The produce he displays up front varies with the seasons. Spring produce is rocking the racks now: sweet onions, sweet corn from California, asparagus, even a few homegrown tomatoes from Pike County, Ill.

“Salad sales fall when spring hits,” Minteer says. “People are over the January get-fit craze. Now it’s all about grilling. And berries are in full swing in the U.S., and soon in Illinois. This is the best time of the year to buy strawberries.”

So as spring finally makes its entrance, put strawberries, asparagus, sweet onions, sweet corn, green beans and summer squash on your menus. Not only does everything taste fresh, but it’s a healthy way to keep those January get-fit resolutions.

Here’s a recipe, adapted from Eating Well magazine, for a fresh take on asparagus.

Spring Pizza
3 tablespoons extra-virgin olive oil, divided
3 cloves garlic, minced
1 bunch asparagus (about 1 pound)
½ cup snipped fresh chives (from 1 bunch), divided
¼ teaspoon salt
¼ teaspoon freshly ground pepper
1 pound premade whole-wheat pizza dough or whole-wheat pita bread
1 cup shredded mozzarella cheese

Position rack in lower third of oven. Place a pizza stone or large pizza pan on rack and preheat oven to 450 degrees F for at least 15 minutes. Meanwhile, combine 2 tablespoons oil and garlic in small bowl; set aside.

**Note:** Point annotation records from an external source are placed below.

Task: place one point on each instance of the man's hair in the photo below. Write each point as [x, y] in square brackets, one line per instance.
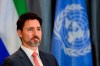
[27, 16]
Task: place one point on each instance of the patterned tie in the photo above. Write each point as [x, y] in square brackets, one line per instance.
[35, 59]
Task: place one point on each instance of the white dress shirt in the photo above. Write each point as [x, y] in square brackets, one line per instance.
[29, 54]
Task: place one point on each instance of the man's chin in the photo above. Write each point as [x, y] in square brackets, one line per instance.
[34, 44]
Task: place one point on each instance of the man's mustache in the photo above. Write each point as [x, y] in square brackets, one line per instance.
[35, 37]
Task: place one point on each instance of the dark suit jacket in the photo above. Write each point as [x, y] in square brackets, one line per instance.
[19, 58]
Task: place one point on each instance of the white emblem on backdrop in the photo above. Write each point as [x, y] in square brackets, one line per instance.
[71, 28]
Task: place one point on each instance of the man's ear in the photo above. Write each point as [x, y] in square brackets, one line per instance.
[19, 33]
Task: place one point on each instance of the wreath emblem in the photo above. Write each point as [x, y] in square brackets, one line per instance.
[71, 28]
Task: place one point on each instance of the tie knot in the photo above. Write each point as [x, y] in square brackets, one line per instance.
[34, 54]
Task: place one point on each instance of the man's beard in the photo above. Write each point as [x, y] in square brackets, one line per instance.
[35, 43]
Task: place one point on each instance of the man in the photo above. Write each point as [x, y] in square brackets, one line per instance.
[30, 32]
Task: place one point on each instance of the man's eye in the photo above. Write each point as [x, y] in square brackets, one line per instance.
[39, 29]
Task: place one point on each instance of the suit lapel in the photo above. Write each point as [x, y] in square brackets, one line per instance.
[43, 58]
[24, 58]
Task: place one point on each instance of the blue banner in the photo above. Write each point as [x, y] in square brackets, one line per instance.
[3, 52]
[71, 43]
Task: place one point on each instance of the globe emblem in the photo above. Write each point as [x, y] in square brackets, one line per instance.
[75, 31]
[71, 28]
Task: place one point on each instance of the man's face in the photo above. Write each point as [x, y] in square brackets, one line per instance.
[31, 33]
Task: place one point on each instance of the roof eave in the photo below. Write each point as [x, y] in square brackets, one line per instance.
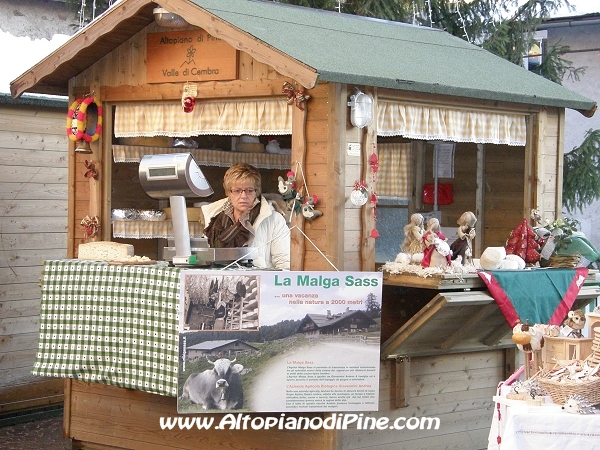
[585, 108]
[52, 74]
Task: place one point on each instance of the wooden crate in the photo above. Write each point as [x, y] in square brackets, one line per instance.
[564, 348]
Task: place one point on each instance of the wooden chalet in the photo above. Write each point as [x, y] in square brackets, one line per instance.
[219, 348]
[346, 322]
[443, 352]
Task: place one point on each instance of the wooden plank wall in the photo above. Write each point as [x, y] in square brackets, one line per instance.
[457, 389]
[503, 201]
[548, 163]
[33, 227]
[112, 417]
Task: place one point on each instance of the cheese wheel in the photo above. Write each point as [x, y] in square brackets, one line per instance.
[105, 251]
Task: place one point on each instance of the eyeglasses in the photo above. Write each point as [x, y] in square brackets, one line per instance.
[238, 192]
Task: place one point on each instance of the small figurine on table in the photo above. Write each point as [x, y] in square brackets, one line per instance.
[463, 246]
[413, 235]
[437, 251]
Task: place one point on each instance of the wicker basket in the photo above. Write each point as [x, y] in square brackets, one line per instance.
[560, 391]
[588, 389]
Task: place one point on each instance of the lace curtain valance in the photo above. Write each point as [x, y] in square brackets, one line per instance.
[253, 117]
[450, 124]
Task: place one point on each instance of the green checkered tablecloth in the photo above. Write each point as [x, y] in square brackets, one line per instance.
[110, 324]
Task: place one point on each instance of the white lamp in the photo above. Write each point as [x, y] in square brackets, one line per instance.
[167, 19]
[361, 109]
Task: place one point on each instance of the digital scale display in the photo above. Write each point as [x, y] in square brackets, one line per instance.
[162, 173]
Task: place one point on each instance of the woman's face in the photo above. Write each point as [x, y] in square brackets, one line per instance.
[241, 195]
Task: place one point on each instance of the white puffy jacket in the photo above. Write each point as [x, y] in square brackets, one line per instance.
[271, 239]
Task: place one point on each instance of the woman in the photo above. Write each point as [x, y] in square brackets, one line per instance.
[437, 251]
[245, 218]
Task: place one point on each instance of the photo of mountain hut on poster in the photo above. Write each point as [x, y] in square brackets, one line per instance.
[279, 341]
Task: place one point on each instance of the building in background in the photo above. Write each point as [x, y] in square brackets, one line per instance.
[33, 197]
[582, 35]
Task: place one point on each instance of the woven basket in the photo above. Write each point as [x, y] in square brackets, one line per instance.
[588, 389]
[564, 261]
[560, 391]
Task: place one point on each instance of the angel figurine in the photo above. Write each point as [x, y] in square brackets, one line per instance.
[463, 246]
[437, 251]
[413, 235]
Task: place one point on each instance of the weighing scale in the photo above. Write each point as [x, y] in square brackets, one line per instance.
[176, 176]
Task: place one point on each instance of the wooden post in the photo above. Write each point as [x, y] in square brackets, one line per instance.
[402, 381]
[297, 241]
[369, 146]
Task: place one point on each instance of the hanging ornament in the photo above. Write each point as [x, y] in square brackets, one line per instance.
[84, 120]
[374, 198]
[91, 225]
[297, 96]
[308, 208]
[188, 97]
[374, 161]
[359, 194]
[91, 170]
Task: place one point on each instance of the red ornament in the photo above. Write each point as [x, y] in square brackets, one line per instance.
[374, 162]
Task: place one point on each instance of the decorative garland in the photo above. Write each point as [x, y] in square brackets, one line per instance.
[91, 170]
[295, 201]
[374, 163]
[77, 126]
[91, 225]
[297, 96]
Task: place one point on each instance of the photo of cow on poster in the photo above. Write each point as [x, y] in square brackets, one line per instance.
[316, 349]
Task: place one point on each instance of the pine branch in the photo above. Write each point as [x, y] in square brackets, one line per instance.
[581, 176]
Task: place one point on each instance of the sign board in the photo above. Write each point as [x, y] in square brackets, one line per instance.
[267, 341]
[191, 55]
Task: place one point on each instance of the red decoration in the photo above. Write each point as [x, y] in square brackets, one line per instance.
[77, 118]
[297, 96]
[91, 170]
[188, 104]
[374, 162]
[91, 225]
[522, 242]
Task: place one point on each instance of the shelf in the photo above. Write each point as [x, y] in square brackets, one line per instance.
[140, 229]
[205, 157]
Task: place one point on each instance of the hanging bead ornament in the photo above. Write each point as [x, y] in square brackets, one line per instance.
[297, 96]
[91, 172]
[308, 208]
[188, 97]
[91, 226]
[359, 194]
[374, 163]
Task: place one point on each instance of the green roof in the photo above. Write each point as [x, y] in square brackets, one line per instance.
[358, 50]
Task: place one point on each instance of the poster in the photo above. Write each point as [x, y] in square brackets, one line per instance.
[264, 341]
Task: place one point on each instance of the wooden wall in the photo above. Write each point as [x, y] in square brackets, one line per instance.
[457, 389]
[33, 227]
[111, 417]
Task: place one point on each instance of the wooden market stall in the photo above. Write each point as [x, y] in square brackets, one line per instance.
[305, 66]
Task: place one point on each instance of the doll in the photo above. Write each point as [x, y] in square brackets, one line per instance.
[413, 235]
[437, 251]
[463, 246]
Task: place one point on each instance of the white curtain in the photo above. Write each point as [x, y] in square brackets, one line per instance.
[450, 124]
[253, 117]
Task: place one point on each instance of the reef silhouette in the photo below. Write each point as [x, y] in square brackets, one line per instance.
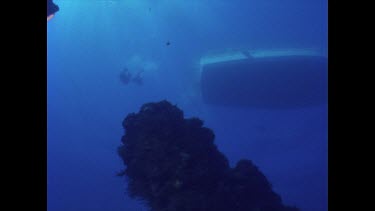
[172, 164]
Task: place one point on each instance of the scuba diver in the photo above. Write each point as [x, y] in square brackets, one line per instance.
[52, 8]
[126, 77]
[138, 78]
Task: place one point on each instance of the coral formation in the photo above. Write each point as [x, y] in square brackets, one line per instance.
[172, 164]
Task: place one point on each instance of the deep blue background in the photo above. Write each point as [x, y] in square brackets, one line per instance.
[91, 41]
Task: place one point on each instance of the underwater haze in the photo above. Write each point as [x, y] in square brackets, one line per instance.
[93, 44]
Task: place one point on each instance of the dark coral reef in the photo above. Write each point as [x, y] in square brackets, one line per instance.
[172, 164]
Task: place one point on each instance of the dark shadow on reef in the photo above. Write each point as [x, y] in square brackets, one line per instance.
[172, 164]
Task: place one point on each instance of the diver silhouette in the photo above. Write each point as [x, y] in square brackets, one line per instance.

Trim asparagus spears to about 6 inches long; slice any thicker stalks in half lengthwise. Toss in bowl with remaining 1 tablespoon oil, ¼ cup chives, salt and pepper.

Roll out dough on lightly floured surface to about 14-inch circle. Carefully remove pizza stone or pan from oven and set on heat-proof surface. Place dough on stone or pan and brush with reserved garlic-oil mixture. Arrange asparagus in circular pattern on dough with tips facing out. Top with cheese and remaining chives.

Carefully return stone or pan to oven and bake on lower rack until crispy and golden and cheese is melted, about 15 minutes. Serves 5.

Per serving: 368 calories, 14 grams protein, 39 grams carbohydrates, 20 grams fat, 25 milligrams cholesterol, 3 grams fiber, 536 milligrams sodium.